- Nickname: The Gentleman
- Born: c. 1943
- Died: 16 August 2014 (aged 71)

World Series of Poker
- Bracelet: None
- Money finishes: 2
- Highest WSOP Main Event finish: None

= Liam Flood =

Irish bookmaker and poker player (c. 1943 – 2014)

Liam Flood (c. 1943 – 16 August 2014) was an Irish bookmaker and professional poker player who was the 1997 European poker champion.

==Poker career==
Flood began playing poker tournaments in the 1980s in Ireland. He won the Irish Poker Open in 1990 and 1996, becoming one of only four players to have won that tournament multiple times. He was a close friend of Terry Rogers who created the Irish Poker Open tournament, and has run the tournament since Rogers died in 1999.
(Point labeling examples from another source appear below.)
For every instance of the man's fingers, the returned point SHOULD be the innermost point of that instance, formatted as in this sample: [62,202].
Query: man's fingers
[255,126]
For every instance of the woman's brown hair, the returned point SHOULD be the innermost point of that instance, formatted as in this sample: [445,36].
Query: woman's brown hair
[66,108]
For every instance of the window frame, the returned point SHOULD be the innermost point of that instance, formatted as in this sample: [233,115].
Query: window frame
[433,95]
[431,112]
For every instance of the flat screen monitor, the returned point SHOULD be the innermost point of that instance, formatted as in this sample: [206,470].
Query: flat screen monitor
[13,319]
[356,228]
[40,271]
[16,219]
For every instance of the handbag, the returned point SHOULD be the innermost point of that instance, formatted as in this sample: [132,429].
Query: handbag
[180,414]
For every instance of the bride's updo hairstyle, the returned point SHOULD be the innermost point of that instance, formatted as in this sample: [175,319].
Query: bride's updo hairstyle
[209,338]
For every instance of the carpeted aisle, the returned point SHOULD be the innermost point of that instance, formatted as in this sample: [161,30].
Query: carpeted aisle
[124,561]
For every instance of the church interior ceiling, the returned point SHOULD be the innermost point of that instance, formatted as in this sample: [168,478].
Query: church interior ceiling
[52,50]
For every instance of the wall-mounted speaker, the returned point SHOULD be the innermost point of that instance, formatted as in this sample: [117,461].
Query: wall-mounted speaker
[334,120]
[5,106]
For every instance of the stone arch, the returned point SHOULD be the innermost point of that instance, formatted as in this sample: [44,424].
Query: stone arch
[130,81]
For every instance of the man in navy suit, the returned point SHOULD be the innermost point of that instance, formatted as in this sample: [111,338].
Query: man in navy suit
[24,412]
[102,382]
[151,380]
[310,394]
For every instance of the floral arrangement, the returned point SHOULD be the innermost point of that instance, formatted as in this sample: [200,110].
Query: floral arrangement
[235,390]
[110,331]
He was a finalist in series 1 and 2 of the Late Night Poker television series and went on to be the floorman for the Celebrity Poker Club spin-off. In 1997, he had an 11th-place finish in the pot-limit hold-em tournament at the World Series of Poker. In 1998, he had a 15th-place finish in the no-limit hold-em tournament at the World Series.

His biggest cash win to date is a second-place finish at the Party Poker World Open in Maidstone, Kent, England on 3 April 2005. He won $150,000. Flood also appeared in the 2005 World Speed Poker Open. His total lifetime professional tournament winnings exceeded $1,100,000.

In 2007, Flood won the Party Poker European Open, beating Darren Hickman in the final head-to-head and pocketing the first prize of $125,000. This was his first outright win in a televised tournament.

On 16 August 2014, Flood died at the age of 71.